Module: check_mk
Branch: master
Commit: abdc673c713cb11d6877699dec3ee33014db7113
URL:
http://git.mathias-kettner.de/git/?p=check_mk.git;a=commit;h=abdc673c713cb1…
Author: Lars Michelsen <lm(a)mathias-kettner.de>
Date: Mon Jul 23 08:05:48 2018 +0200
6358 FIX Fixed stale services on cluster nodes
When using Check_MK clusters it could happen that some of the services
on a node went stale and remained in this state.
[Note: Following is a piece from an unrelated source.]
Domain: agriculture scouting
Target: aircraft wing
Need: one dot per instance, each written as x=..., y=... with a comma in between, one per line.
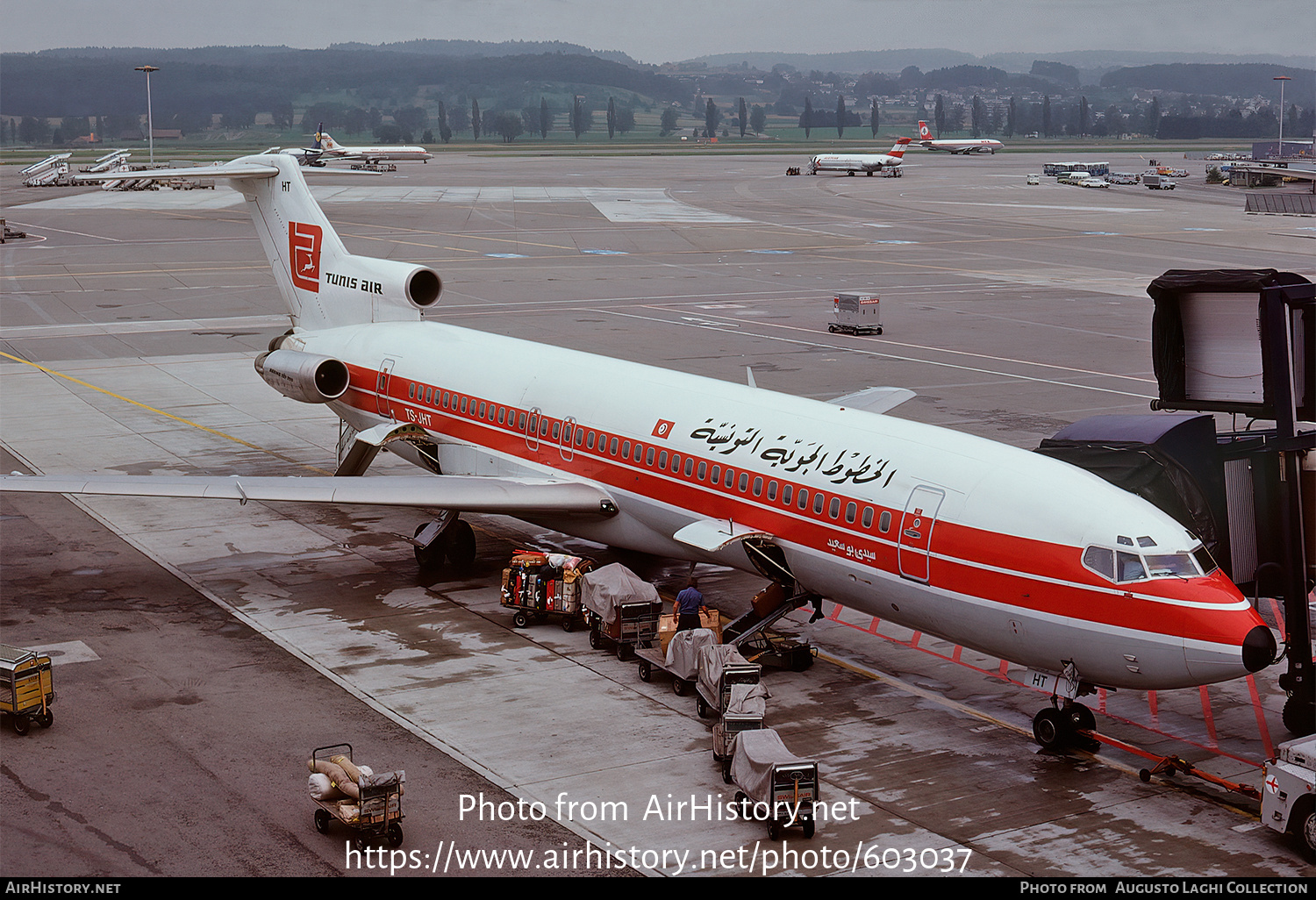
x=468, y=494
x=879, y=399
In this situation you
can find multiple messages in the cmc.log when using the CEE:
2018-07-21 12:47:52 [5] [Check_MK helper 4644] started, commandline:
/omd/sites/beta/bin/cmk --keepalive
2018-07-21 12:48:42 [2] [Check_MK helper 4644] ignoring check result for lxclu1 /
Filesystem /boot: no such service
2018-07-21 12:48:43 [4] [Check_MK helper 4644] restarting dead helper
2018-07-21 12:48:43 [5] [Check_MK helper 4644] exited normally
The issue was triggered because the cluster nodes reported service check
results for services which are assigned to the cluster using the "Clustered
services" rule set.
The problem could only happen when services of one check type were assigned to
the cluster and the cluster node. For example in case you have at least one
Filesystem service assigned to the node and at least one Filesystem service
assigned to the cluster.
This regression was introduced with 1.5.0b7 (Werk #5814).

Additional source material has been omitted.